In an era where having a major label deal may actually be a hindrance to your success and sustainability as an artist, going underground and retaining the rights to your creative vision, publishing and distribution is likely advantageous. Thus, a review of veteran Houston emcee Slim Thug’s latest life retrospective Hogg Life: The Beginning must begin with noting that it’s independently released and part of a larger documentary release about the early life of the well-respected rhyme-sayer. In fourteen tracks, Slim Thug digs into his pre-stardom creative and commercial motivations with sounds both classic and modern being used (with varying levels of success) to articulate his vision during the “Boss Hogg’s” early career.
Atlanta’s trap and Houston’s soulful swing existed together in the same early 2000s generation, but the two never truly mixed. Atlanta and Houston were both attempting to establish their dominance as newly minted mainstream Hip Hop locales so unity in their sonic motivations was rare. However, a decade later, this album’s producers B. Don and GLuck attempt (and succeed) at being aware that Atlanta’s half-time tempo, snare and 808-laden productions rule the Rap and Pop roost, while still retaining a few moments of Houston’s old-style legacy. Slim Thug is smart to lean in this direction, but it still makes those who want another “Like A Boss” or “I Ain’t Heard Of That” classic left longing for something extra from the release.
Lead single “The Top” is a fine example of this bizarre “Texas Turn Up” that dominates the album. “Self Made” features new school Houston representer Sosamann. The ominous swirling synths over the tough half-time breaks mixed with the emcee’s squawking boasts sounds more Gucci Mane than Pimp C, a clear sign that things done changed on the Gulf Coast. Other young emcees Chayse, M.U.G. and Propain are here too, a clear sign of Slim Thug attempting to stay aware of the young making claims at his now long-time throne. The true standout of the trap-heavy fare involves the Sauce Twins on “Money Fever,” the whole song feeling at best like Migos on lean — engrossing, yet also boisterous, bizarre and entertainingly misogynistic. The duo’s proclamations that they’ve “run off with [your] bitch” sounding well in-line with where rap-as-pop at present is centered.
If wanting to listen to this album for more traditional Houston fare, Slim Thug partners with underground Texas legend Z-Ro on four tracks (“Smokin’,” “Too Much,” “55” and “RIP”). Given that the album is thematically supposed to be a memory of things past in the emcee’s life, “RIP” may be the album’s best overall song. An equal blend of filtered soul and purple sizzurp, Slim Thug shouting out Houston-legendary producers Fat Pat and Rick On The Track as well as “pourin’ up with (chopped and screwed legend) [DJ] Screw,” it’s the type of track that isn’t going to set Billboard on fire, but then again, that’s not the point here, either. Z-Ro’s double-time reminiscing shows the veteran is still lyrically adroit.

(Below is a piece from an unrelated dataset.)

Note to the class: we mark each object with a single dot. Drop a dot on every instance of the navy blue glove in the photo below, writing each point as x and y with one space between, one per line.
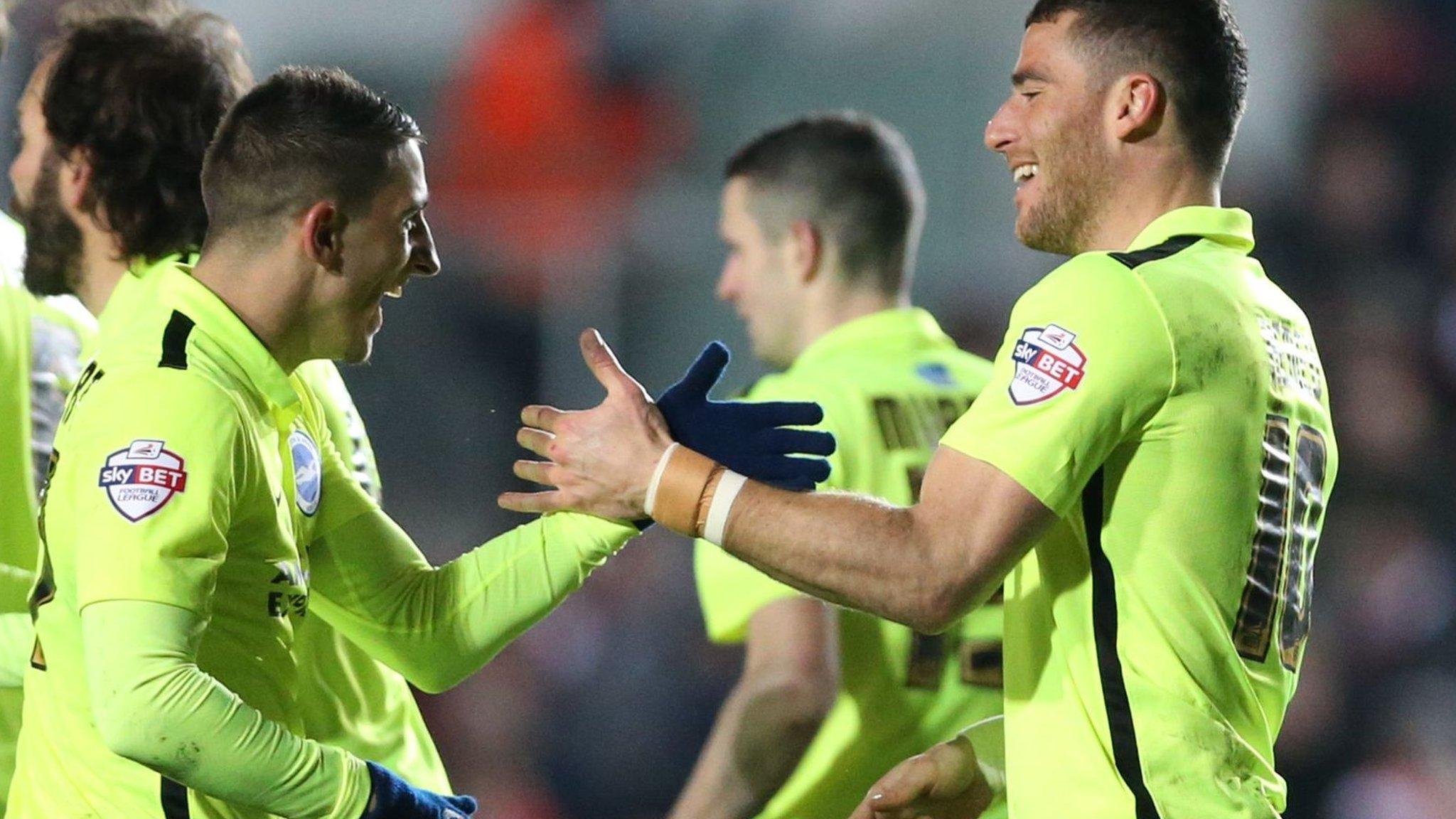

On album opener “Hogg Life,” Slim Thug sounds reflective and celebratory at the same time discussing his days of “doin’ donuts on 22s” with “fat pockets.” Of course, the album’s cover features the Houston hard-hitter as an arrested teen in 1996, so at the time of his life that he’s rapping about, the days certainly weren’t that amazing. Or maybe they were, the idea that currently living freely in roughly the same manner that he once did as a criminal feels like some sort of epic victory against a socio-political system set up to see him (and those like him) fail. Maybe living the life of a “Boss Hogg” hustler is all about finding underground independence to live according to your own code. Idyllic in feel and often well-delivered, this album may not be a cohesive listen, but it is noteworthy. Serving as a testament to the subject’s excellence and longevity (released with his own money and on his own label), Slim Thug opens the door to a celebration of his career, offers you a double cup, and gives you a chance to relax with a legend.